Meski terdengar tidak masuk akal, aku melakukan sesuai perintahnya. [Messenger], [Wind Step]. Aku mengerutkan dahi bingung.

"Kekuatanku membuatku bisa mengirimkan pesan tanpa terluka. Saat aku mengirimkan pesan aku tidak akan bisa diserang. Skill [Messenger] memberiku perlindungan selama aku menjadi pengirim pesan."

Andira yang masih duduk di tempat tidurnya menambahkan, "Selama Tio menjadi pengirim pesan, dia takkan diserang oleh penerima pesan sampai dia kembali kepada pengirimnya."

Wajahku memucat.

"Tapi lo bisa diserang orang lain."

Tio menatapku penuh harap. "Aku bisa terbang."

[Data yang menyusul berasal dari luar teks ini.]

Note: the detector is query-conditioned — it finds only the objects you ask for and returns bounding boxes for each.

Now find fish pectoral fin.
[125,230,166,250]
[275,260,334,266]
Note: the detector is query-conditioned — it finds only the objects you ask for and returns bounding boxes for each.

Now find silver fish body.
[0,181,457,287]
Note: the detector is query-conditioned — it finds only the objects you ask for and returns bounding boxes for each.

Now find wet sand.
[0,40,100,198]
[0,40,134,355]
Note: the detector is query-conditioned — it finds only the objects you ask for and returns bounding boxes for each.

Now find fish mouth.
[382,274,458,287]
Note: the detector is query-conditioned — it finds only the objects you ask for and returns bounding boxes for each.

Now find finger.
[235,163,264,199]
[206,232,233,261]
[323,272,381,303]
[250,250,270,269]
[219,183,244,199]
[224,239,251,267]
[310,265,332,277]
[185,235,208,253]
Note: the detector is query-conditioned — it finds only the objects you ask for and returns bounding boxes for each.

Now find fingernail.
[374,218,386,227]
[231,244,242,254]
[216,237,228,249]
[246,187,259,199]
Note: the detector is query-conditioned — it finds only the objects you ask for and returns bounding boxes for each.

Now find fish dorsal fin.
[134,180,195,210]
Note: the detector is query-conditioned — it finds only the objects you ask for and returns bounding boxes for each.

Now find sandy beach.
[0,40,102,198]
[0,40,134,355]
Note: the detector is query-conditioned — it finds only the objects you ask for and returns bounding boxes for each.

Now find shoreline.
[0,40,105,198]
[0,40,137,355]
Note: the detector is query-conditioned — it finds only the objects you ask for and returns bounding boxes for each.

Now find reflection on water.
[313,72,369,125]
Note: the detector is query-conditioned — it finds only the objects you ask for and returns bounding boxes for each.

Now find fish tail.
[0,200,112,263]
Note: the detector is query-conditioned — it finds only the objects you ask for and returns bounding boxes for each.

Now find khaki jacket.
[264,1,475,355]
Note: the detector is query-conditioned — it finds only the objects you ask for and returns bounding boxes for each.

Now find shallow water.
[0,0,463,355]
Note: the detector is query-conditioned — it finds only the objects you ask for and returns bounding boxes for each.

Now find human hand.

"Dir!" tukas Damar tajam. "Dia bisa jaga diri. Lagipula Bagastara takkan menyerangnya."

"Dia masih anak kecil."

"Dia lebih kuat dari kamu. Setidaknya dia memiliki kesempatan untuk mengetahui dimana Bagastara ada di mana. Itu salah satu keuntungan dari skillnya."

Aku kalah dalam perdebatan ini.

Tio pergi dengan cepat setelah mendapatkan persetujuanku. Pada akhirnya, dia tetap akan pergi dengan atau tanpa persetujuanku. Karena Damar harus mengurus tentang Dimas, kami akhirnya pergi sendiri.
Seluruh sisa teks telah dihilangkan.